José Abadi. Photo: Fernando de la Orden.
– Vivons-nous l’une des périodes sociales les plus narcissiques de tous les temps ?
–Le narcissisme est ce qui affecte le plus la relation avec l’autre car il empêche la relation. Les personnes narcissiques ont des formes de contact plus superficielles, c'est comme un bouclier, une armure où il y a une imperméabilité qui m'empêche de rester dans l'autre et de rester l'autre en moi. Le narcissisme n’est pas une forme d’amour de soi, c’est du non-amour, c’est la capture dans l’apparence qui empêche la profondeur dans la relation. Le narcissisme et l’isolement produisent également un niveau de solitude qui provoque de l’angoisse, et souvent cette angoisse se transforme en pessimisme qui conduit à la dépression, mais souvent aussi en violence qui conduit à des situations destructrices et a des conséquences extrêmement douloureuses. À l’heure actuelle, dans cette société postmoderne, la relation narcissique est l’un des points où tout semble tellement axé sur l’hyper productivité, sur une vitesse qui donne le vertige, et sur un sentiment permanent que rien ne suffit car l’avoir a remplacé l’être. Le travail thérapeutique doit donc se concentrer en grande partie sur l’ouverture de cette armure que le narcissisme génère afin d’intégrer la relation avec l’autre. L’amour s’apprend et s’enseigne en étant aimé et en aimant : c’est la forme la plus essentielle de transmission et d’exercice de l’amour.

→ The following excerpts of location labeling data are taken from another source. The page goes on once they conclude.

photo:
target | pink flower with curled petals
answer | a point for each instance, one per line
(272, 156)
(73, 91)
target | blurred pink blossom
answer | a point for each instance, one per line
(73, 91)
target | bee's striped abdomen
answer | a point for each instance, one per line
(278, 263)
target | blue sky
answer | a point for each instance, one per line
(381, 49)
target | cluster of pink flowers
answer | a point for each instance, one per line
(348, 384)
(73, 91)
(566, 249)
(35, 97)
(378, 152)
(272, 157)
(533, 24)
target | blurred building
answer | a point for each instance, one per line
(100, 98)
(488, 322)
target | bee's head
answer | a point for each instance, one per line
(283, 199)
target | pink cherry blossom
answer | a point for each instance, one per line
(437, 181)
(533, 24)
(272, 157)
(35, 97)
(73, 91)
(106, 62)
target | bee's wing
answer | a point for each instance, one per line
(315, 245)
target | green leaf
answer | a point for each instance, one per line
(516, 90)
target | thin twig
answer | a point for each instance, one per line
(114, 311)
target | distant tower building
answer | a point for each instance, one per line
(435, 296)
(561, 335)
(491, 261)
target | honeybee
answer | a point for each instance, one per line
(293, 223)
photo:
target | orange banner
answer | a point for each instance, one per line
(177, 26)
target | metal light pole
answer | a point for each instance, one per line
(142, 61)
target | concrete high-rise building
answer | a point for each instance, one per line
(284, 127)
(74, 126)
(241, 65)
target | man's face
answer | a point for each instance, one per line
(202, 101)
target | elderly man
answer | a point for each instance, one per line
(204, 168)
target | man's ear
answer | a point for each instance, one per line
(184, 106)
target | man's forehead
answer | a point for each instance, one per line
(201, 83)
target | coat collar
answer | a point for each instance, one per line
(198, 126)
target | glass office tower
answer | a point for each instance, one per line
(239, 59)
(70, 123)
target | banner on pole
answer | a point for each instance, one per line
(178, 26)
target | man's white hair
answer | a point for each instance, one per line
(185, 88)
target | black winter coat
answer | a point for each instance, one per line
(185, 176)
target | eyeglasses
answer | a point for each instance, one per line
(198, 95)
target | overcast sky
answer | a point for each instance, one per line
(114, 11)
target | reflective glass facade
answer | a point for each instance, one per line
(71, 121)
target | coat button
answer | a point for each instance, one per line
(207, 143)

- Il est psychiatre, psychanalyste et écrivain. Il possède une vaste expérience en psychiatrie et en psychologie.
- Dans le domaine éducatif, il est membre enseignant de l'Association Psychanalytique Argentine (APA), professeur à l'Institut de Psychanalyse et enseignant dans des universités nationales et étrangères. Il a travaillé dans différents domaines culturels et artistiques.
- Il a publié douze livres, dont De quoi parlons-nous quand nous parlons de bon amour ? (Grijalbo, 2015), Le bonheur est aussi un mode de vie (Sudamericana, 2012), Nous ne sommes pas de si bonnes personnes (Sudamericana 2002) et Et le monde s'est arrêté (Grijalbo, 2021), avec Patricia Faur et Bárbara Abadi. Il est consulté par des hommes politiques, des dirigeants et des hommes d’affaires.
L'amour au temps de la haine , par José Abadi, Patricia Faur et Bárbara Abadi. (Grijalbo).